I’ll start with my favorite story, of how Citrix links financial and customer experience measures.

Citrix

Citrix sees a direct connection between their Net Promoter Scores and customer retention. As a result, NPS improvement becomes a key input to their “Customer Driven Business Cases,” placing customers’ needs at the top of their priorities. While they did not share all of their measurements, three items listed were NPS (the Net Promoter Score), customer retention and customer losses, as well as drivers of these items. See this post for more information on drivers and their importance to your customer experience.

Citrix establishes the linkage between their customer scores and Customer Lifetime Value. Even better, they track the results of each change, giving them a backward look into how changes in their scores impact revenue.

While I’ve typically summarized responses, Citrix has one comment that strikes to the heart of this matter, so I want to include it in whole:

“We marry up customer feedback to customer behaviors and financial results. We have built out a deep knowledge of our customer and prospect behavior and match that information up to customer lifetime value, which relates to revenue. This also means having a very strong relationship with the finance teams and the product teams, to ensure that models and recommendations are clearly understood and supported…. This isn’t a one-off effort but something that we keep updated and partner with the product leaders to communicate and continuously improve. But we go even further by using this customer behavior, feedback and financial information to predict customer retention, understand the changes in customer behavior that indicate a customer is becoming less engaged and proactively reach out to repair the relationship when needed.”

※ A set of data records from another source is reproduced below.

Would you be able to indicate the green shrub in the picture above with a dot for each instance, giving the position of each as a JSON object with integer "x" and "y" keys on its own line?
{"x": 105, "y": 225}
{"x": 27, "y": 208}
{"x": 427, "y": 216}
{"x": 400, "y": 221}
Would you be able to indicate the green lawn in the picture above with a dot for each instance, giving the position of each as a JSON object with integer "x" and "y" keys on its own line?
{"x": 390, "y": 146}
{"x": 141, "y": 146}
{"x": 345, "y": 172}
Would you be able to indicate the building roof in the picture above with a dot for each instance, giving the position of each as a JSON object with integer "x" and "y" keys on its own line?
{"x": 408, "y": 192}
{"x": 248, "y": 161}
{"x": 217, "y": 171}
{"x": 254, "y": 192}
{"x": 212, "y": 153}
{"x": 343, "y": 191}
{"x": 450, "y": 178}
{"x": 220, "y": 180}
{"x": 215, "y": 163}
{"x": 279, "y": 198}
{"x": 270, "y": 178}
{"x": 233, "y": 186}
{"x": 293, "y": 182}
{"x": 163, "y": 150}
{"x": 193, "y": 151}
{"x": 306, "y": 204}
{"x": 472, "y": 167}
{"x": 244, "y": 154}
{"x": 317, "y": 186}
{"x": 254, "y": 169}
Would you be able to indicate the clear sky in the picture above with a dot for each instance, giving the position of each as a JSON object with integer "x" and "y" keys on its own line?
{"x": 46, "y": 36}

This is an excellent example of determining the Metrics that Matter and using them to drive a superior customer experience.

EMC

While they did not go to the length that Citrix did in their response, EMC has found a direct link between their NPS scores and competitive growth rates, as well as customer retention.

Fidelity

Fidelity is a financial services company, so it’s no surprise that they have taken the time to prove the linkage between their customer experience scores and business outcomes. While they do not give detail on which measurements they use, they have determined the economic impact of improving customer satisfaction.

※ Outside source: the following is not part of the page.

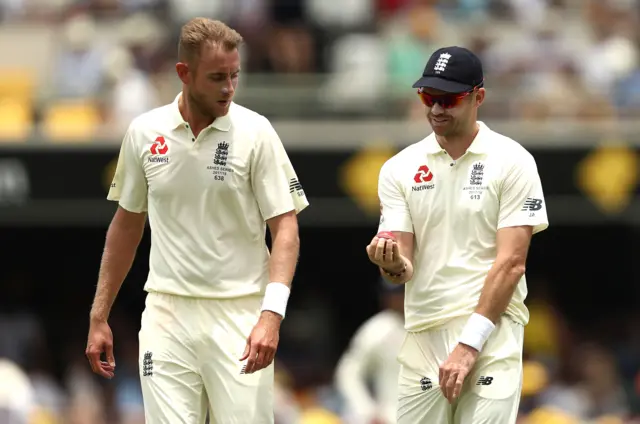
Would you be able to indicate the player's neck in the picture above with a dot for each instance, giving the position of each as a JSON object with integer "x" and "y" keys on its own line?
{"x": 457, "y": 145}
{"x": 191, "y": 113}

They also share the example that, through outreach programs, they were able to move over half of their NPS detractors out of the detractor category. As a result, these clients saw increased assets in the following year.

Oracle

Oracle apparently uses emotional engagement as their metric, although they do not share who their research partner is. They have discovered that engaged customers are more loyal and are spend three times as much per opportunity.

Safelite

Safelite did not give a great amount of detail, but they did report that one department improved scores by 28% in one year, which resulted in a value of over $11 million to the company.

My take

It takes significant effort to measure your customer experience, but it’s one of the cores of creating Customer Intelligence. From building and maintaining a survey to training your employees on how to improve your scores, it takes hard work do it right. Which is why you owe it to both yourself and your customers to make sure you’re measuring the right thing.

These award winners have taken the time to validate their customer experience scores’ relationship to the financial metrics that matter, and thus are able to take action confident that they are measuring the Metrics that Matter.